This map is an American snapshot; it provides an accessible visualization of geographic distribution, population density, and racial diversity of the American people in every neighborhood in the entire country. The map displays 308,745,538 dots, one for each person residing in the United States at the location they were counted during the 2010 Census. Each dot is color-coded by the individual’s race and ethnicity. The map is presented in both black and white and full color versions. In the color version, each dot is color-coded by race.
All of the data displayed on the map are from the U.S. Census Bureau’s 2010 Summary File 1 dataset made publicly available through the National Historical Geographic Information System. The data is based on the “census block,” the smallest area of geography for which data is collected (roughly equivalent to a city block in an urban area).
The map was created by Dustin Cable, a former demographic researcher at the University of Virginia’s Weldon Cooper Center for Public Service. Brandon Martin-Anderson from the MIT Media Lab deserves credit for the original inspiration for the project. This map builds on his work by adding the Census Bureau’s racial data, and by correcting for mapping errors.
Each of the 308 million dots are smaller than a pixel on your computer screen at most zoom levels. Therefore, the “smudges” you see at the national and regional levels are actually aggregations of many individual dots. The dots themselves are only resolvable at the city and neighborhood zoom levels.
Each dot on the map is also color-coded by race and ethnicity. Whites are coded as blue; African-Americans, green; Asians, red; Hispanics, orange; and all other racial categories are coded as brown.

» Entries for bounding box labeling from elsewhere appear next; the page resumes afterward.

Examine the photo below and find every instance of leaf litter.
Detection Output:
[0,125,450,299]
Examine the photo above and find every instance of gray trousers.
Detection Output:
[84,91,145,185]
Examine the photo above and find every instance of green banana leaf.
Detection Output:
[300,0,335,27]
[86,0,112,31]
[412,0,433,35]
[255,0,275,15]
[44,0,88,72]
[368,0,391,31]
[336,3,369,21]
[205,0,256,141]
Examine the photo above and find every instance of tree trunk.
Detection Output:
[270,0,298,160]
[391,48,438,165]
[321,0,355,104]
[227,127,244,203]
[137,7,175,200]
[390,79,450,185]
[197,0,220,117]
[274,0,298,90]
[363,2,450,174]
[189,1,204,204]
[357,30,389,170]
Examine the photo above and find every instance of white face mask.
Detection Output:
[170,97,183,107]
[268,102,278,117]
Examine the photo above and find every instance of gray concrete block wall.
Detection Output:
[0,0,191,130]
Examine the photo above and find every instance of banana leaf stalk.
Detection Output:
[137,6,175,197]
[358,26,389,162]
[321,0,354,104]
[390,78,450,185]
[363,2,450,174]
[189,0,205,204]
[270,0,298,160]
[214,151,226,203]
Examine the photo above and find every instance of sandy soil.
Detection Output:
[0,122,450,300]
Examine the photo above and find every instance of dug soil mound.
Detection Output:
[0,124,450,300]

Shades of Purple, Teal, and Other Colors
Since dots are smaller than one pixel at most zoom levels, colors are assigned to a pixel depending on the number of colored dots within that pixel. For example, if a pixel contains a number of White (blue dots) and Asian (red dots) residents, the pixel will be colored a particular shade of purple according to the proportion of each within that pixel.
Different shades of purple, teal, and other colors can therefore be a measure of racial integration in a particular area. However, a place that may seem racially integrated at wider zoom levels may obscure racial segregation at the city or neighborhood level.

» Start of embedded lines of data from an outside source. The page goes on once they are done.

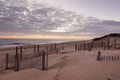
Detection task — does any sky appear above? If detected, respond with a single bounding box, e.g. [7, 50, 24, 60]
[0, 0, 120, 40]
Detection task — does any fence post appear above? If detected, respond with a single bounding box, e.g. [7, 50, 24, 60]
[15, 47, 20, 71]
[15, 53, 20, 71]
[97, 51, 101, 61]
[20, 46, 22, 59]
[42, 50, 45, 70]
[5, 53, 9, 69]
[34, 45, 36, 54]
[75, 44, 77, 51]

Take the Minneapolis-St. Paul metro area as an example:
While Minneapolis and St. Paul may appear purple and racially integrated when zoomed out at the state level, a closer look reveals a greater degree of segregation between different neighborhoods in both cities. While some areas remain relatively integrated, there are clear delineations between Asian, black, and white neighborhoods.
Lightly Populated Areas
Toggling between color-coded and non-color-coded map views in lightly populated areas provides more contrast to see differences in population density. Take North and South Dakota as illustrative examples:
In the black and white version, it is easier to see the smaller towns and low-density areas than in the color-coded version. Different monitor settings and configurations may make it harder or easier to see color variations in lightly populated areas, but the non-color-coded map should always show differences in population density fairly well.

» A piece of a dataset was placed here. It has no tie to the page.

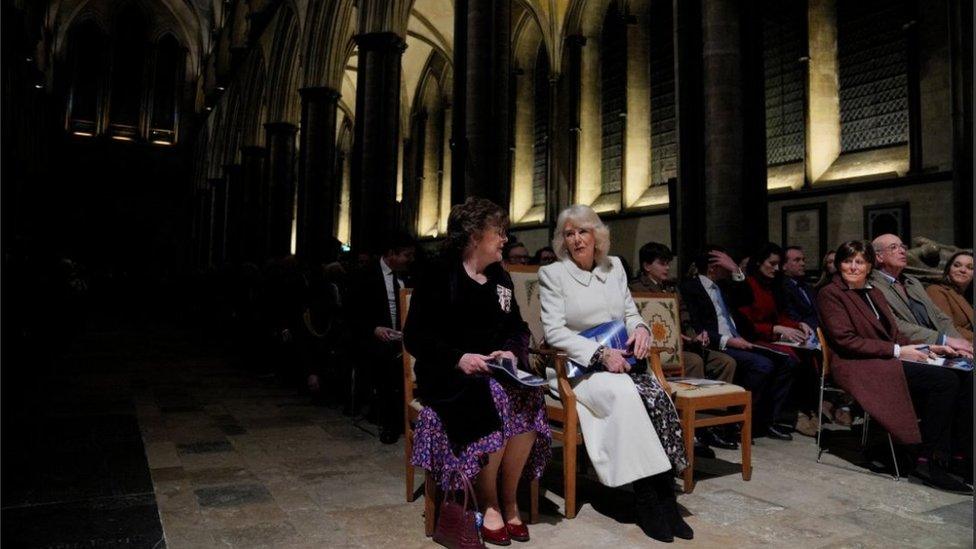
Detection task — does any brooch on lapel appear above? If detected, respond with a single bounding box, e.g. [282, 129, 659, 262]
[495, 284, 512, 313]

Dots Located in Parks, Cemeteries, and Lakes
The locations of the dots do not represent actual addresses. The most detailed geographic identifier in Census Bureau data is the census block. Individual dots are randomly located within a particular census block to match aggregate population totals for that block. As a result, dots in some census blocks may be located in the middle of parks, cemeteries, lakes, or other clearly non-residential areas within that census block. No greater geographic resolution for the 2010 Census data is publicly available (and for good reason).
A more accurate portrayal of the geographic distribution of residents is possible if data is available on the location of parks, buildings, and/or physical addresses. Individual dots could therefore be conditionally placed based on this data.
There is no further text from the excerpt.